132 F.3d 40
NOTICE: Ninth Circuit Rule 36-3 provides that dispositions other than opinions or orders designated for publication are not precedential and should not be cited except when relevant under the doctrines of law of the case, res judicata, or collateral estoppel.
Dario REYES-AVILA, Petitioner,
v.
IMMIGRATION AND NATURALIZATION SERVICE, Respondent.
No. 96-70675, Avs-fyk-twe.
United States Court of Appeals, Ninth Circuit.
Submitted December 1, 1997.
Dec. 05, 1997.
Petition for Review of the Decision of the Board of Immigration Appeals Pasadena, California**
Before BEEZER, THOMPSON, and O'SCANNLAIN, Circuit Judges.
MEMORANDUM*
Reyes-Avila petitions for review of a final order of the Board of Immigration Appeals ("BIA"). The BIA concluded that Reyes-Avila cannot demonstrate good moral character--a prerequisite to obtaining suspension of deportation and voluntary departure--because he previously helped smuggle illegal aliens into the United States, as evidenced by his own testimony. Reyes-Avila presents to us but one argument: his testimony does not constitute an "admission" barring him from establishing good moral character, because the INS did not explicitly provide him with all the elements of the crime of alien smuggling and because he did not admit to each of those elements.

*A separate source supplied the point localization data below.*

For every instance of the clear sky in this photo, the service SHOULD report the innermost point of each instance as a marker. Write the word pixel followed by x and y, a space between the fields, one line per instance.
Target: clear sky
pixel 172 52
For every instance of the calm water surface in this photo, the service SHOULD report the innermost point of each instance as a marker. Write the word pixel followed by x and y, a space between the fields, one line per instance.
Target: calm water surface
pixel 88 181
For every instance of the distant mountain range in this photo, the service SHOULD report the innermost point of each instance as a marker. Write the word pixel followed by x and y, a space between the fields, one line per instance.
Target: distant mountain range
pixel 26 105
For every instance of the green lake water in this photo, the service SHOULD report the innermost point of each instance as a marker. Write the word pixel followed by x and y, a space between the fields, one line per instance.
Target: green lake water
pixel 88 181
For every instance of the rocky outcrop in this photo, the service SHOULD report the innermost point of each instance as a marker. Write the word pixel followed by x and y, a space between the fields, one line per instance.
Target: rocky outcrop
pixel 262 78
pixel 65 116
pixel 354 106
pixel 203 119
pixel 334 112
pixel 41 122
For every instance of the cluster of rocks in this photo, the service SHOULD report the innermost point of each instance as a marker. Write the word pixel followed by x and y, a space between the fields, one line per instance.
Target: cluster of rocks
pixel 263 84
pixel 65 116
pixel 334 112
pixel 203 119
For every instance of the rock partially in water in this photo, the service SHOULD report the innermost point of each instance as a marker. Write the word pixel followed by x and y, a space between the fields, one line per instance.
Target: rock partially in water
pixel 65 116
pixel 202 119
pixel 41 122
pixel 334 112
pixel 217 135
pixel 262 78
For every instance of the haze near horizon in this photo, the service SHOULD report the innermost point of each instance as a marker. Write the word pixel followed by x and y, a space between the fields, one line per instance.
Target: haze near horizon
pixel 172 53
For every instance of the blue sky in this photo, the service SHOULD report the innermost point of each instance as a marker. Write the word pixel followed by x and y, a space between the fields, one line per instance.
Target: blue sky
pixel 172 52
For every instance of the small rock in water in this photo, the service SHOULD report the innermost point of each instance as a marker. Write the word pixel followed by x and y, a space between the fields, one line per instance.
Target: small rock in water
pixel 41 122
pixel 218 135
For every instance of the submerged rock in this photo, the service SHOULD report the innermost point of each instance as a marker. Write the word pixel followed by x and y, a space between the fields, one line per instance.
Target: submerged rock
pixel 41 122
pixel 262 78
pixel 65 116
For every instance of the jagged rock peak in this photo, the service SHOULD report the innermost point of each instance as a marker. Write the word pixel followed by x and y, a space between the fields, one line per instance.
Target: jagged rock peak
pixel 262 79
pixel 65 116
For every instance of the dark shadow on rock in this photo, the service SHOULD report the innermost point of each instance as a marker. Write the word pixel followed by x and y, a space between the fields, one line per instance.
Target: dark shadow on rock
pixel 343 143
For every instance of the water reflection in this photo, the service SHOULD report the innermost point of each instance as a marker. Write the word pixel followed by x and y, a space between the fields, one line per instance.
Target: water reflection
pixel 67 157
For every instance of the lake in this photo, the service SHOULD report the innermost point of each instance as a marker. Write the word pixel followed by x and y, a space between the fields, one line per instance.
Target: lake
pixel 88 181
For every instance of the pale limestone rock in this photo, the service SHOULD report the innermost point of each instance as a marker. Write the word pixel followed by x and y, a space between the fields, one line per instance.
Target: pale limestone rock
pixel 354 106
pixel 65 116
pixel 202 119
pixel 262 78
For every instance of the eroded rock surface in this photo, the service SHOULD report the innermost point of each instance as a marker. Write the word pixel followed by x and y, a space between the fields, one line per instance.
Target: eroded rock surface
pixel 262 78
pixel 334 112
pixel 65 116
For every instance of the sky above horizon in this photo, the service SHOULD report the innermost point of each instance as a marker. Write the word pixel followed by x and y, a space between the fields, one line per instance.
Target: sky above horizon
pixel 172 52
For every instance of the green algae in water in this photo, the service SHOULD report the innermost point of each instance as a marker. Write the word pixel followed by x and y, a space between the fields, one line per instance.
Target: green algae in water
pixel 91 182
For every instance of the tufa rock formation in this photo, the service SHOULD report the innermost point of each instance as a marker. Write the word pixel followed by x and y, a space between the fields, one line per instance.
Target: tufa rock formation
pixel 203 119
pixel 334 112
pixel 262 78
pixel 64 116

Reyes-Avila did not raise this argument before the BIA. Under Ninth Circuit law, "[f]ailure to raise an issue in an appeal to the BIA constitutes a failure to exhaust remedies with respect to that question and deprives this court of jurisdiction to hear the matter." Vargas v. United States Dep't of Immigration & Naturalization, 831 F.2d 906, 907-08 (9th Cir.1987). Thus, Reyes-Avila failed to exhaust his administrative remedies, thereby depriving this court of jurisdiction.
The petition for review is DISMISSED.